The RTH session opened on a true gap down, meaning outside of the previous day’s range. This occurred twice last week, and both times sellers got smashed due to a lack of downside follow-through. Today, it initially looked like it would be a third straight seller smash—but this time, they had other plans. Buyers controlled the auction during the morning session, extending the initial balance to the upside. The key battle of the day unfolded around our intraday pivot at 5949, where passive sellers absorbed a notable buying effort, defending the attempt to re-enter Tuesday’s value area. Change took place in the H-period, when a liquidation break decisively broke the crucial 5905 level. This break was accompanied by the VIX breaking its resistance level at 19.06, confirming weakness. The next level of interest at 5875 provided a bounce, leading to a retest of 5905—which offered an excellent short setup in confluence with the VIX retesting its broken resistance (see Figure 2 & 3). The session closed at its lows, with all poor structure from last week cleaned up in the process. While the daily is now one-time framing down, it’s important to note that the weekly remains one-time framing up as long as last week’s low at 5805.75 is not breached. This means that while sellers have shifted the tone in the short term, they still have a lot of work to do—including filling last week’s large gap. The real trouble for buyers kicks in if that gap is filled and acceptance is established below 5741.
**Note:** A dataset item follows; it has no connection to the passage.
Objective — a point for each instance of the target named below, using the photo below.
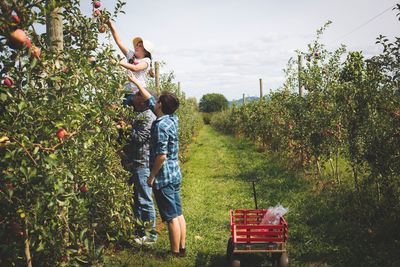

What initially looked like another failed inside day breakdown ultimately resulted in a double distribution trend day down, following the break of the key 5905 level. The key question now is whether sellers can follow through. A weak market would build value below last week’s value area (5875), targeting the cessation of the weekly one-time framing up, which is the top of last week’s gap. Failure to do so would open the door for a return to 5908.
In terms of levels, the Smashlevel is at 5875—today’s TPOC, aligning with last week’s VAL. Holding below 5875 signals weakness, targeting 5836 (DT1), with a final downside target (FDT) at the support area between 5815 and 5806 under sustained selling pressure. On the flip side, reclaiming and holding above 5875 would target a return to the resistance area between 5905 and 5915 (FUT).
Levels of Interest
Going into tomorrow’s session, I’ll closely observe the behavior around 5875.
Break and hold above 5875 would target 5905 / 5915
Holding below 5875 would target 5836 / 5815 / 5806
Additionally, pay attention to the following VIX levels: 21.96 and 19.78. These levels can provide confirmation of strength or weakness.
Break and hold above 5915 with VIX below 19.78 would confirm strength.
Break and hold below 5806 with VIX above 21.96 would confirm weakness.
Overall, it's important to exercise caution when trading outside of the highlighted yellow levels. A non-cooperative VIX may suggest possible reversals i.e trade setups.
Fantastic stuff!
Great post!!! Very fine detail Smash! Question—is break and hold any particular interval? Like two 15’ ticks held above that level?